How clearly do the authors discuss, explain, and interpret their findings and potential next steps for the research?
Very clearly
This paper is highly detailed in explaining its conceptual framework, theoretical grounding, limitations, and proposed future research directions. The dedicated research agenda section is particularly strong and gives readers a sense of how the framework could be empirically tested across multiple contexts. One possible refinement is that the breadth of discussion occasionally makes the paper feel expansive, with some speculative implications extending beyond the current evidence base. Tightening a few sections could further sharpen the distinction between established findings, theoretical interpretation, and future hypotheses.
Is the preprint likely to advance academic knowledge?
Somewhat likely
This paper presents an original and timely conceptual contribution to discussions around AI-mediated learning, learner agency, and human-first educational design. Its integration of embodied cognition, AI literacy, and visual externalization offers a potentially valuable framework for future research and practice. The contribution has constraints, though, being currently more theoretical than empirical. The framework’s long-term academic impact will depend on whether the proposed mechanisms and claims can be validated through testing across different learning contexts and populations.
Would it benefit from language editing?
No
This paper is generally well-written, academically structured, and clear in its explanations.

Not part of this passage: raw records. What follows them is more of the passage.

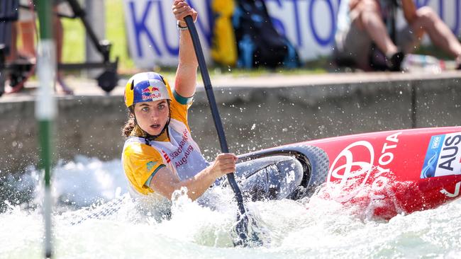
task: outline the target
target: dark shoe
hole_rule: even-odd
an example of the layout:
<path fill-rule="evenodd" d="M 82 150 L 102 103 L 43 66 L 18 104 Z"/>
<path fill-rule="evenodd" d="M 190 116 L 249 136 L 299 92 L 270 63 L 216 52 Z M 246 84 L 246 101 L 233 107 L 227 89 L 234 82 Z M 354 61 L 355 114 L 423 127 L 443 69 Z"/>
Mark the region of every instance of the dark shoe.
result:
<path fill-rule="evenodd" d="M 389 69 L 391 71 L 401 71 L 401 62 L 404 61 L 404 57 L 405 57 L 405 53 L 399 51 L 394 54 L 391 58 L 389 59 Z"/>

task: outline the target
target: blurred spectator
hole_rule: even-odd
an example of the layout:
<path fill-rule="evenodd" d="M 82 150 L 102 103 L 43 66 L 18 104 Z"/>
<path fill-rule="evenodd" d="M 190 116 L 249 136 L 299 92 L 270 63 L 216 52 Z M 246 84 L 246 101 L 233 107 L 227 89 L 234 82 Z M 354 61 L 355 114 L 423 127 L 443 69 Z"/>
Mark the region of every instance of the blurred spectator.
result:
<path fill-rule="evenodd" d="M 57 16 L 58 11 L 66 8 L 67 4 L 65 0 L 53 0 L 53 11 L 55 15 L 52 20 L 52 26 L 54 28 L 54 36 L 56 44 L 56 58 L 57 62 L 61 63 L 62 61 L 62 42 L 64 38 L 64 31 L 62 23 Z M 26 59 L 30 62 L 35 62 L 35 38 L 36 37 L 35 28 L 35 15 L 33 12 L 35 1 L 33 0 L 20 0 L 22 6 L 29 6 L 29 8 L 19 8 L 19 21 L 18 26 L 13 28 L 13 44 L 11 57 L 15 59 Z M 13 26 L 15 27 L 15 26 Z M 17 29 L 18 29 L 21 41 L 22 47 L 17 48 Z M 13 91 L 19 91 L 13 89 Z M 56 84 L 55 86 L 56 93 L 64 94 L 72 94 L 73 92 L 69 88 L 64 81 L 64 74 L 62 71 L 57 71 L 56 76 Z"/>
<path fill-rule="evenodd" d="M 397 8 L 403 10 L 407 24 L 393 31 Z M 413 0 L 343 0 L 333 53 L 340 65 L 370 71 L 377 69 L 371 51 L 376 46 L 384 54 L 384 68 L 399 71 L 404 54 L 416 49 L 426 33 L 461 68 L 461 44 L 456 37 L 430 7 L 417 9 Z"/>

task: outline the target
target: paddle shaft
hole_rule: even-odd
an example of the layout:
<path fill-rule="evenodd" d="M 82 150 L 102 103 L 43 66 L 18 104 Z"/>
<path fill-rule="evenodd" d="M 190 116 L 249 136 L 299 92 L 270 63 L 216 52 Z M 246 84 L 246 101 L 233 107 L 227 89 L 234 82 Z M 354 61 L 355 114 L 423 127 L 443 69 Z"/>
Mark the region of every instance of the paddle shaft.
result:
<path fill-rule="evenodd" d="M 192 17 L 191 16 L 186 16 L 184 21 L 187 24 L 191 38 L 192 38 L 192 42 L 194 43 L 194 49 L 195 50 L 195 54 L 197 57 L 197 61 L 199 62 L 199 67 L 200 68 L 200 73 L 204 81 L 204 85 L 205 86 L 206 97 L 208 98 L 208 102 L 209 103 L 210 108 L 211 109 L 213 121 L 214 122 L 214 126 L 218 132 L 221 150 L 223 153 L 229 153 L 227 141 L 226 140 L 226 134 L 224 134 L 224 129 L 223 128 L 223 123 L 221 120 L 221 117 L 219 116 L 218 105 L 216 105 L 216 100 L 214 98 L 214 93 L 213 92 L 211 81 L 208 73 L 208 69 L 206 68 L 206 63 L 205 62 L 205 57 L 201 50 L 201 45 L 200 44 L 200 39 L 199 38 L 197 30 L 195 28 L 195 24 L 194 24 L 194 21 L 192 21 Z M 238 204 L 238 209 L 243 215 L 246 212 L 245 207 L 243 206 L 243 197 L 242 196 L 242 192 L 235 182 L 233 173 L 228 173 L 227 178 L 235 195 L 235 199 Z"/>

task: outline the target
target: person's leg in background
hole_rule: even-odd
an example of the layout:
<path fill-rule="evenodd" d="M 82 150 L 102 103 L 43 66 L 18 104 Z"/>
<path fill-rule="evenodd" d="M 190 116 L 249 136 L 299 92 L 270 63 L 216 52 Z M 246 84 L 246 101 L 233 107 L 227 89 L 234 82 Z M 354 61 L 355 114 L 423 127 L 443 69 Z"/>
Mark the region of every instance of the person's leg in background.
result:
<path fill-rule="evenodd" d="M 62 23 L 61 19 L 58 16 L 57 13 L 59 11 L 59 6 L 62 2 L 61 1 L 55 1 L 55 6 L 53 8 L 53 11 L 55 13 L 53 17 L 53 27 L 55 28 L 55 39 L 56 42 L 56 62 L 57 64 L 62 63 L 62 44 L 64 39 L 64 29 L 62 28 Z M 64 81 L 64 73 L 61 70 L 57 70 L 56 74 L 56 85 L 55 91 L 56 93 L 63 93 L 63 94 L 73 94 L 72 90 L 67 86 Z"/>
<path fill-rule="evenodd" d="M 357 27 L 364 30 L 387 57 L 391 57 L 396 53 L 397 46 L 394 44 L 387 33 L 378 3 L 375 0 L 362 0 L 354 9 L 355 11 L 357 14 L 354 23 Z"/>
<path fill-rule="evenodd" d="M 21 6 L 28 6 L 29 9 L 19 8 L 18 30 L 22 46 L 18 50 L 19 54 L 33 61 L 35 58 L 35 21 L 34 19 L 33 4 L 30 0 L 21 0 Z"/>
<path fill-rule="evenodd" d="M 437 13 L 424 6 L 416 11 L 416 16 L 411 25 L 418 38 L 421 40 L 427 33 L 435 45 L 448 52 L 461 64 L 461 43 Z"/>

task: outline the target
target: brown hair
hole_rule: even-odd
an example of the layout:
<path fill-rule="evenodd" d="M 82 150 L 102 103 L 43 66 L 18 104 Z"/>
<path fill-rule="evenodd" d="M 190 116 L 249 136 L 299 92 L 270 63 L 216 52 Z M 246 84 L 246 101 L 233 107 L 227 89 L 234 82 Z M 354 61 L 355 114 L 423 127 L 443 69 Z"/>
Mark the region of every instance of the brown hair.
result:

While there are a few sections that could be tightened for concision or focus, this does not significantly hinder comprehension.
Would you recommend this preprint to others?
Yes, but it needs to be improved
This paper is thoughtful, original, and highly relevant to current debates around AI and learning. The framework is compelling, with strong theoretical integration and clear future research agenda. However, some claims remain broader than the current evidence base supports, and it would benefit from further empirical validation, tighter scoping in places, and continued refinement of key constructs and measures.
Is it ready for attention from an editor, publisher or broader audience?
Yes, after minor changes
This paper is already well-developed and intellectually substantial, with a strong conceptual foundation and clear relevance to current discussions around AI-mediated learning. The main improvements needed are refinement-oriented rather than structural: i.e. tightening some broader claims, sharpening the scope in places, and further clarifying the distinction between theoretical propositions, preliminary observations, and empirically validated findings.

Competing interests

The author declares that they have no competing interests.

Use of Artificial Intelligence (AI)

The author declares that they did not use generative AI to come up with new ideas for their review.